Philip Tallon: Part of what I argued in my essay was that horror functions as a mirror that we hold up to ourselves. In presenting ourselves with a picture of radical evil (whether moral or metaphysical, serial killers or monsters), we can see a bit more of who we are and what the world is.
TheoFantastique: You discuss how horror critiques “two broad cultural movements.” The first is “Enlightenment Hubris.” How does horror bring this critique, and what examples might illustrate this?
Philip Tallon: “Broad” is the key word there.
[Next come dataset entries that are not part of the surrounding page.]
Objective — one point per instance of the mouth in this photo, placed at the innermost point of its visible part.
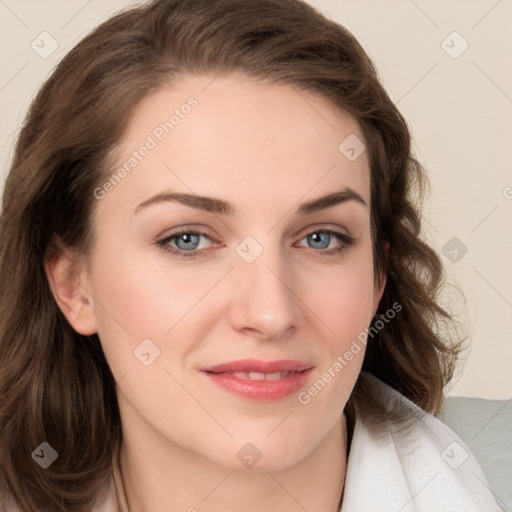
(260, 380)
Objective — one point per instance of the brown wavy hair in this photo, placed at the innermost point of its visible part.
(55, 384)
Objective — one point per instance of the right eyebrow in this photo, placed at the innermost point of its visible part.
(207, 204)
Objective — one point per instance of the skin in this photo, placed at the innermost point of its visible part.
(265, 149)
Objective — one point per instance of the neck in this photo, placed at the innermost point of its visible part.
(183, 480)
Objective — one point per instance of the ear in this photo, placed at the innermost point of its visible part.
(68, 279)
(379, 284)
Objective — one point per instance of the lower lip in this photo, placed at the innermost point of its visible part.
(263, 390)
In a bit of bold philosophizing I painted the entire Enlightenment with a single moral brush, which is exactly the kind of thing I would mark my students down on their papers for. But the phenomenon I was talking about was more of the ambient utopianism and rationalism that seems to fill the air in Enlightenment thought. Horror, as Noel Carroll notes, grew up as a reaction to this rationalism and so punctures (helpfully, I think) any system that fails to take into account the human capacity for evil as a reality. Horror does this par excellence by rubbing our noses in the filthiest bits of the human soul: as Frankenstein or Picture of Dorian Gray or Dr. Jekyll and Mr. Hyde do, for instance. Very often in a horror film you have some skeptical scientist who doubts the existence of the monster, praises reason and rationality, and so is killed in the second act. Or often the scientists are villains. Not to pick on scientists, but in fiction they frequently stand in for the overly rationalistic attitude I think horror takes aim at.
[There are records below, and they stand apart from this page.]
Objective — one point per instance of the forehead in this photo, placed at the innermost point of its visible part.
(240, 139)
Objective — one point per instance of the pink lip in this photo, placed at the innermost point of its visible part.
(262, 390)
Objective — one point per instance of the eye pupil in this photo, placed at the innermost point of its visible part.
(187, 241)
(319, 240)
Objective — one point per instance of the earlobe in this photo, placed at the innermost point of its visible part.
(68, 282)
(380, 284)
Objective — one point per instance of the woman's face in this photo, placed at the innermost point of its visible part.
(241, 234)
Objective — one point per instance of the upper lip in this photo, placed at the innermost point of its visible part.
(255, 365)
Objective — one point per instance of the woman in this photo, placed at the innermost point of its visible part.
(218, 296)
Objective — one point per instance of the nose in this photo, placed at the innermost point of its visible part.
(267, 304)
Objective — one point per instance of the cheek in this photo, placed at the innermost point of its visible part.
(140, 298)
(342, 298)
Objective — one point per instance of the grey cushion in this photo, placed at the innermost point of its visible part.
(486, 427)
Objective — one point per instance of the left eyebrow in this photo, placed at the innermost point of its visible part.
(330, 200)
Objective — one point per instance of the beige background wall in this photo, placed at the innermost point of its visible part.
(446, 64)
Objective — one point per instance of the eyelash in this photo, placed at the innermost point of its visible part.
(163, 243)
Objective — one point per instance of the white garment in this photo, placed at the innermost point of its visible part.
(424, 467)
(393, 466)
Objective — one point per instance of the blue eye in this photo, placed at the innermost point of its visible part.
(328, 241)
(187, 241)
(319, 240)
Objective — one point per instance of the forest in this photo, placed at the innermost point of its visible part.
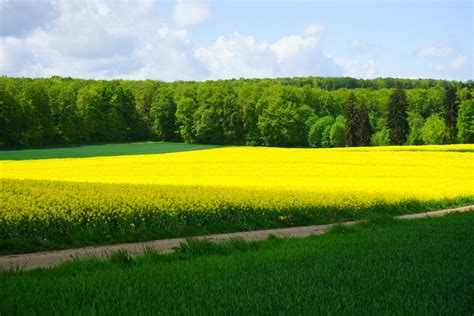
(285, 112)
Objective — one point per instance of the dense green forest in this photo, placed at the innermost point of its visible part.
(293, 112)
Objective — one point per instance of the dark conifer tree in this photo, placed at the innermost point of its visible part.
(351, 121)
(397, 116)
(450, 113)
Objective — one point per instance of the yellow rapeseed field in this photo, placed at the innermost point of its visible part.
(422, 172)
(55, 203)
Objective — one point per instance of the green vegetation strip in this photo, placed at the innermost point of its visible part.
(100, 150)
(382, 267)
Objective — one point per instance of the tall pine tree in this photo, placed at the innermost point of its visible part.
(351, 121)
(397, 116)
(450, 113)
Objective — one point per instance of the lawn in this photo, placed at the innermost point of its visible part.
(408, 267)
(99, 150)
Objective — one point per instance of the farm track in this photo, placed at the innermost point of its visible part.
(51, 258)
TheoFantastique: You also note how horror critiques postmodernism and the moral order. How does horror raise the question of evil in ways that question postmodern assumptions about the natural order?
Philip Tallon: Again, broadly speaking, it seems to me that after the Enlightenment that the notion of any objective moral or natural order becomes much more suspect. So talking about objective value or human nature, if you talk about it among your average group of 20-somethings, will get you mostly blank stares. But a universe without a sense of real moral and even metaphysical order is ultimately a depressing idea. (By metaphysical I’m thinking of a classical conception of things have natures and ends, and those natures and ends fitting into a larger system). So I think that in an effort to re-establish order, we tell ourselves stories that show us there are still boundaries.Right and wrong still exist. Horror, in this way, by being so extreme in its presentation of evil, can be very reassuring. It shows us there is still an edge to the moral cliff by throwing us over it. This is the irony that Stephen King points out in his book on horror, Stephen King’s Danse Macabre, that while it may scandalize us with its transgressive use of gore, horror deep down holds very old-fashion values. I think King compares it to a Republican dressed in a monster suit.
In any case, whatever other flaws the genre may have, I think it does help us understand ourselves a little better. So I would recommend just about anyone who is interested in what art says about us thinking about schlocky horror films, not just Oscar contenders.
TheoFantastique: Philip, thank you again for your discussion here, for your contribution to the book, and for the book itself.